I've seen a hang on a couple of systems using i915kms, apparently caused
by the following livelock:
1. Thread T1 holds a LinuxKPI spin mutex, which means that it called
local_bh_disable(), which means that it's pinned to the CPU, i.e.,
the scheduler can't migrate it to a different CPU.
2. T1 enters the seqlock-protected section in intel_engin_context_in()
or intel_engine_context_out().
3. T1 is interrupted by a timer interrupt, which schedules a callout
thread T2 on the same CPU. T2 executes rps_timer(), which calls
intel_engine_get_busy_time(), which spins on the seqlock owned by T1.
4. T1 never runs since it can't be migrated to another CPU, has a
lower scheduling priority than T2, and there is no priority
propagation mechanism which allows T2 to avoid starving T1.
On Linux the problem doesn't happen since write_seqlock_irqsave()
disables interrupts. In general LinuxKPI does not implement the same
irq/irqsave semantics: FreeBSD executes very little code in hard
interrupt context, so LinuxKPI drivers tend to follow the FreeBSD model
and execute interrupt handlers in threaded contexts. That is, most KPIs
do not disable interrupts even where Linux does.

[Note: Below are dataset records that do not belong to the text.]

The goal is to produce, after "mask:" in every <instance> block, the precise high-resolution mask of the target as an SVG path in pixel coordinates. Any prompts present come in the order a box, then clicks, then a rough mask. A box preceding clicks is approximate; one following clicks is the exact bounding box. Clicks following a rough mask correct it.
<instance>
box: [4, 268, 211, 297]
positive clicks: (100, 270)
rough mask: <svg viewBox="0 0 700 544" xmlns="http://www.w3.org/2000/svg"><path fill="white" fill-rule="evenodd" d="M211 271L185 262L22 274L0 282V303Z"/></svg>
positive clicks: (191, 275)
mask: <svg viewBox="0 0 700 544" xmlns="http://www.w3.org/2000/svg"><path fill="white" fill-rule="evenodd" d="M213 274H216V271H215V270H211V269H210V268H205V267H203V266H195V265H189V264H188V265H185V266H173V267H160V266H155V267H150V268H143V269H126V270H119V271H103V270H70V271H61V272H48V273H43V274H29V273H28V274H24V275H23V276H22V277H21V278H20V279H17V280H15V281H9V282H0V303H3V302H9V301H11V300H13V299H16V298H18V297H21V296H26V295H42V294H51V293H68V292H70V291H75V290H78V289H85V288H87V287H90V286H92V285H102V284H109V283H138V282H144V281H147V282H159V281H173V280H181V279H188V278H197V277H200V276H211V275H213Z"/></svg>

So what can we do? local_bh_disable() doesn't actually disable tasklets
and softirq handlers, so its implementation seems wrong and maybe we can
just make it a no-op. Then T1 could be scheduled on another CPU. But
on Linux, local_bh_disable() disables preemption, so consumers might
assume that it provides consistent access to per-CPU data structures,
and we may well be on a system with a single CPU, especially now that
some folks are working on GVT-d.
The solution here is to enter a critical section when
write_seqlock_irqsave() is called. Then the write seqlock holder will
never be preempted. This won't work if something ever tries to acquire
a spin lock in a write_seqlock section, but no existing consumers do.
An alternative may be to have the reader yield the CPU if it fails too
many times, but Linux doesn't (need to) do this, nor does our native
seqlock implementation, so it feels too hacky.